With respect to cytotoxicity, only two samples were classified as moderately cytotoxic (B5 and BT1). The samples of the frequently inundated area and the SPM samples were categorized strongly toxic in the EROD and the fish embryo assays with native samples, except sample BT6 which was ranked moderately toxic (Table 3). The samples of the landsite soils were moderately toxic in these bioassays. In contrast, the fish embryo assay with acetonic extracts resulted in a nontoxic grouping of the landsite soils (B samples) and two BT samples (BT2 and BT3). One sample was strongly toxic (BT1), and the analyzed SPM samples were classified as moderately toxic (Table 3).

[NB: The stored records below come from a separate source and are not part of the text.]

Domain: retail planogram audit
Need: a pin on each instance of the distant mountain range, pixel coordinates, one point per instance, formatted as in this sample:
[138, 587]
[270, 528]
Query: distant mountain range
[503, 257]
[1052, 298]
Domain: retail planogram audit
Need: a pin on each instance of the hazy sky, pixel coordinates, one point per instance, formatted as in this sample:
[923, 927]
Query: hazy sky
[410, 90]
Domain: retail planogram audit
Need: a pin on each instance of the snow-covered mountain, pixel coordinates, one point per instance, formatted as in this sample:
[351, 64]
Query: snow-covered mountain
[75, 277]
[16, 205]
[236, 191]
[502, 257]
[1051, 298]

Table 3 Threshold values of three different toxicity levels (nontoxic, moderately toxic, strongly toxic) for the neutral red assay (NR), the EROD assay and fish embryo assay (FET) classified according to the empirical model developed by Keiter et al. (2009; Table2); Ac: acetonic extract, Nat: native sediment, ‒: nontoxic, +: moderately toxic, ++: strongly toxic, B: landside soils; BT: floodplain soils; S: suspended particulate matter, SEQ = sediment equivalent

Conclusions

The results of this study clearly document that native samples may well be significantly more effective than corresponding extracts in the bacteria contact assay or the fish embryo test. These results question the commonly accepted concept that acetonic extracts are likely to overestimate the toxicity of soil and SPM samples. Likewise, the priority organic compounds analyzed failed to fully explain the toxic potential of the samples. The outcomes of this study revealed the insufficient knowledge regarding the relationship between the different exposure pathways. Finally, there is concern about adverse effects by settling suspended particulate matter and remobilized sediments in frequently inundated floodplain soils due to an increase of the hazard potential—especially the dioxin-like potential—if compared with infrequently inundated floodplain soils.